An atmospheric river of rain drenched Northern California over the weekend, but San Diego remains in the grips of a historic drought — receiving less than half of an inch of precipitation since Jan. 1.
The culprit: A massive ridge of high pressure, similar to one last year, is anchored over Southern California and pushing any potential storms away.
National Weather Service forecasters also say San Diego is in for a warm-up this week as moderate Santa Ana winds and low humidities are expected to blow in.
"The strongest winds will occur Thursday, and the warmest conditions are going to occur on Friday, with temperatures rising 10 to 15 degrees above normal," said Stephen Harrison, meteorologist with the National Weather Service.
The next chance for rain is at least 10 days out, Harrison said.
Thanks to a soggy December, San Diego's precipitation deficit for the weather year, which started on Oct. 1, remains .38 of an inch below normal. When only tracking January and February, which are normally the wettest months of the year, the region has fallen behind more than 2 inches, signaling a fourth year of drought.
Cal Fire Capt.

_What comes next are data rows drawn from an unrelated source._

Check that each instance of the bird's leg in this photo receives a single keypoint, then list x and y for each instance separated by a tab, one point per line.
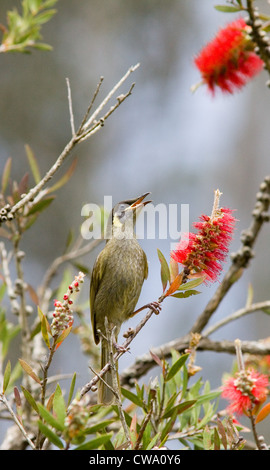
110	331
155	306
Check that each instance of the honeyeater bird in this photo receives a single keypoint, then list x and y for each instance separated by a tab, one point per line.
117	278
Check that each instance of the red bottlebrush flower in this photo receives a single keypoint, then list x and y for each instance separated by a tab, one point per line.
203	252
62	315
246	390
228	61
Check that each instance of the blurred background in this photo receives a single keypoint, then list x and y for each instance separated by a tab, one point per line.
163	139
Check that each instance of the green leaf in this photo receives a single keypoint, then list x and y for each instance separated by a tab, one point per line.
49	418
41	205
207	397
191	284
28	369
207	441
6	175
95	443
176	367
227	9
6	376
33	164
132	397
44	331
99	426
30	399
45	16
71	390
178	409
65	178
53	438
165	271
216	440
63	335
185	295
59	406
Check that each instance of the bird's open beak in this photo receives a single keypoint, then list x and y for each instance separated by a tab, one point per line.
139	203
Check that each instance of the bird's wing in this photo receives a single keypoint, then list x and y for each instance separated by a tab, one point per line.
96	277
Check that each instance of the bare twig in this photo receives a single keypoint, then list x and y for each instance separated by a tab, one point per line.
72	125
4	400
10	289
259	306
86	129
122	349
77	252
145	362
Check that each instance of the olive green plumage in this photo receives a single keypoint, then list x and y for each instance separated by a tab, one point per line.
117	278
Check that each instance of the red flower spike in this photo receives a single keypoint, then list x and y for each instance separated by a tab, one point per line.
245	391
203	252
228	61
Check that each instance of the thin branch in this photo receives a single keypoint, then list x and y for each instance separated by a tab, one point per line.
4	400
10	290
109	96
124	348
144	363
70	109
238	314
74	254
85	131
258	34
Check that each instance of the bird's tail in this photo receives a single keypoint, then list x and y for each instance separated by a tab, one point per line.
105	395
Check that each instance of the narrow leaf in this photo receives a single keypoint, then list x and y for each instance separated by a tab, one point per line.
164	271
41	205
30	399
207	443
28	369
99	426
222	433
63	336
44	332
216	440
49	418
95	443
174	269
227	9
6	175
186	294
178	409
176	367
53	438
62	181
191	284
263	413
175	285
71	390
33	164
59	406
132	397
6	376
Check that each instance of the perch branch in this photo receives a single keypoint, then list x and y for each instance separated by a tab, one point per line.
86	129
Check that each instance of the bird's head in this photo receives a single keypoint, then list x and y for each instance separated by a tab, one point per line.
123	217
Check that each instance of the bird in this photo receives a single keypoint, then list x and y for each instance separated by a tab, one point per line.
116	282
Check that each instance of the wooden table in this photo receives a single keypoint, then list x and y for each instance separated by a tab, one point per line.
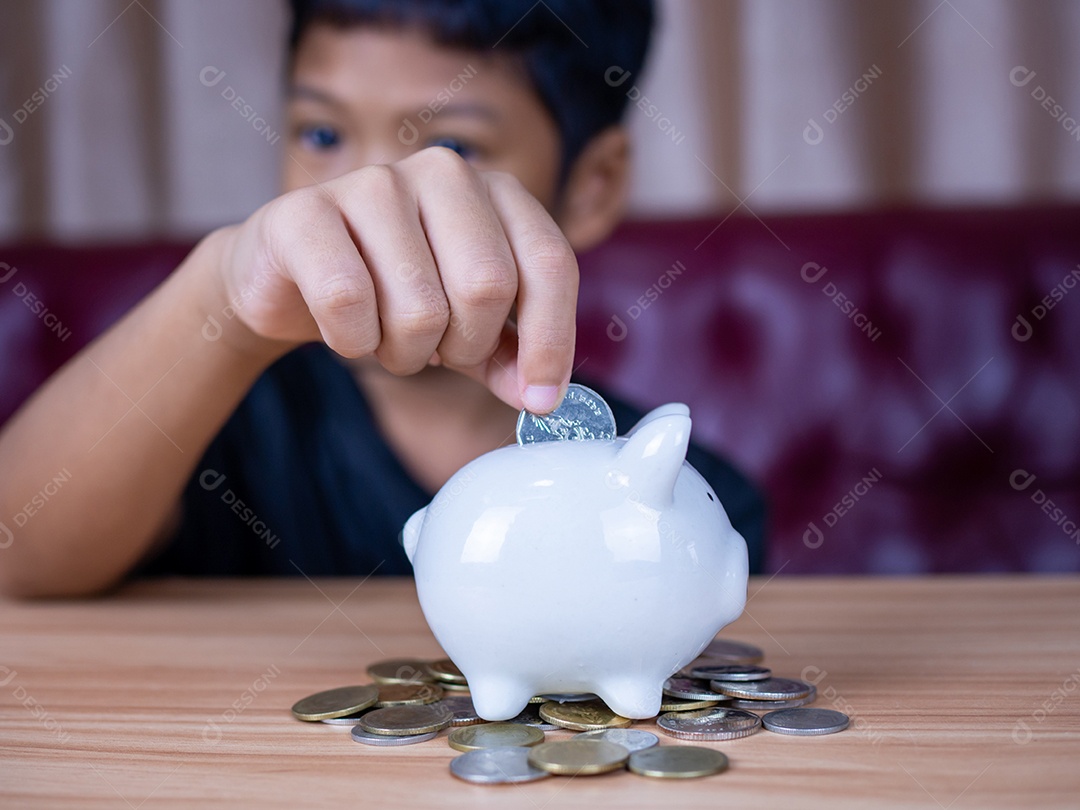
963	692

Kendal Bortisser said fire danger in the county remains high.
"We’re still in this multi-year drought, we have not received significant rainfall at all, and we still have a lot of dead fuels throughout San Diego County," Bortisser said. "The dead fuels aren’t going to come back, no matter how much rain you get."
There may be a glimmer of hope for the parched county as long-range forecasts show a possibility for above-average rainfall in March and April, according to the National Oceanic Atmospheric Administration's Climate Prediction Center.